では、監督は? そもそも、監督とは何なのか。チームの指揮を執るというのは、いったいどういうことなのか。7年経験させてもらって、いま感じていることを改めて書き留めてみた。
指揮官の責任とは
本で読んだ言葉だったと思う。
「3日間、誰も自分の文句を言わなかったら気を付けたほうがいい」と。
どんな仕事でも、学校でもそうだと思うが、イヤなこともあるし、苦しむこともあるし、嫌われることもある。でも、そんなふうに考えると、少し気が楽になる。イヤな話を聞いても、逆にホッとするというか、「まだ俺、大丈夫かもしれない」みたいに思えてくる。
そう考えておかないと、人間は弱い生き物だから、嫌われるのがイヤで媚び始めたりする。そうすると、肝心なところを見誤ったり、間違ったりする。

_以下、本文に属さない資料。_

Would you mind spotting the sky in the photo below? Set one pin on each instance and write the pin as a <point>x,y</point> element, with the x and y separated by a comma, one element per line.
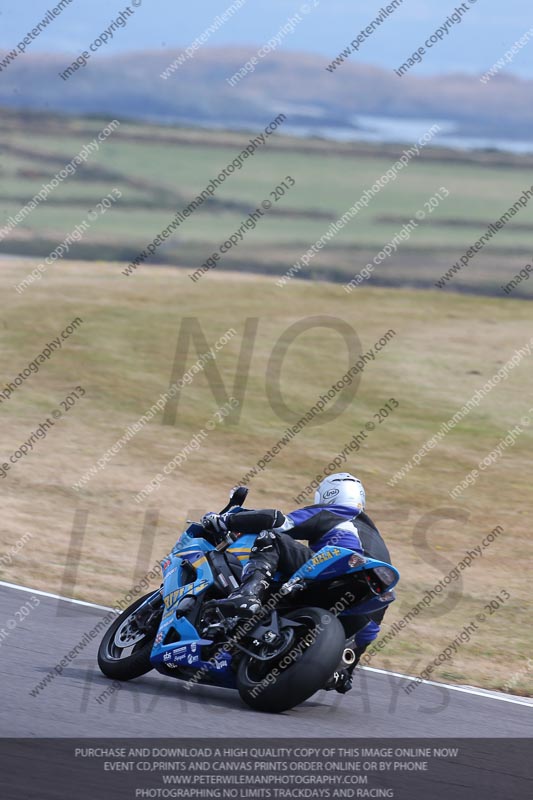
<point>487,31</point>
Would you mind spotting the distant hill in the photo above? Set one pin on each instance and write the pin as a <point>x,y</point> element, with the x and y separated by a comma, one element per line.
<point>296,83</point>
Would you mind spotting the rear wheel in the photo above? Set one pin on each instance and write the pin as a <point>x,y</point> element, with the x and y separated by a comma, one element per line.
<point>312,651</point>
<point>124,652</point>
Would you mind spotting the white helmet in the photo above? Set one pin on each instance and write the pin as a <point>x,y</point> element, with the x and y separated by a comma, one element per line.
<point>341,489</point>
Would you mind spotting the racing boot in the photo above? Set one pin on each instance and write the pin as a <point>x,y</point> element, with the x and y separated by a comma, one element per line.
<point>248,598</point>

監督という仕事をやらせてもらっていて、「嫌われることも絶対にプラスになる。いつかわかってもらえるときがくればいい」という肚の据わりは、つくづく大事なものだという実感がある。
組織のトップは、責任を取るのが仕事だと言われる。もちろん監督は、チームが勝てなければ、クビになってもしょうがない。それがいちばん勝ちやすい方法だと信じてやった結果、それでも勝てなかったのであれば、納得して受け入れるだけだ。その経験が少しでもチームの、そして選手の糧になればいい。
ただ一方で、はたして監督がクビになることで、責任を取ることになるのだろうか?という思いもある。自分が辞めたくらいで、きっと責任は取れない。取れるわけがない。

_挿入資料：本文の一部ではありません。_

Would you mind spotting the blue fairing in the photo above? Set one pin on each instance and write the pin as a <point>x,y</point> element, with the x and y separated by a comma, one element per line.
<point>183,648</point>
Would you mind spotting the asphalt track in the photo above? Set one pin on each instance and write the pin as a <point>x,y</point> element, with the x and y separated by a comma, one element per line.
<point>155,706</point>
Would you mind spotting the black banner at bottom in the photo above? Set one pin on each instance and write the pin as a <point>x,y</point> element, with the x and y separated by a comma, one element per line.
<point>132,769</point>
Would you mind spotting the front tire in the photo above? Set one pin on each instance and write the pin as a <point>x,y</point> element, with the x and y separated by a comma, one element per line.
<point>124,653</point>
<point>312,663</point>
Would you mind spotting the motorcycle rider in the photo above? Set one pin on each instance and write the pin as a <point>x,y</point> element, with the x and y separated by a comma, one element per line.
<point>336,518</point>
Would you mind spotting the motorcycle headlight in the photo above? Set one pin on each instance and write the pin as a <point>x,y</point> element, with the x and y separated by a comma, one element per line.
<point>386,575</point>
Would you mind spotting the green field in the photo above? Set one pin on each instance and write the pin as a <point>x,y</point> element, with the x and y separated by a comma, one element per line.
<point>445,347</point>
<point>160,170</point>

でも、もし自分が進退をかけることで、選手のためになれることがあるんだったら、そんなに幸せなことはない。それで十分だ。
本当に考え方次第なのだと思う。世の中にこんなに大勢の人がいて、こんなにたくさん野球をやっている人たちがいて、そんな中で、勝ち負けの責任が自分にある場面で野球ができるなんて、そんなにうれしいこと、そんなに喜ばしいことはない。だから、そんなことでへこたれている場合じゃないのだ。「今度は必ずやってやる」と思えば、また頑張れるし。
責任は「取る」ものではなく「果たす」もの。
「果たす」ことが、指揮官の責任だ。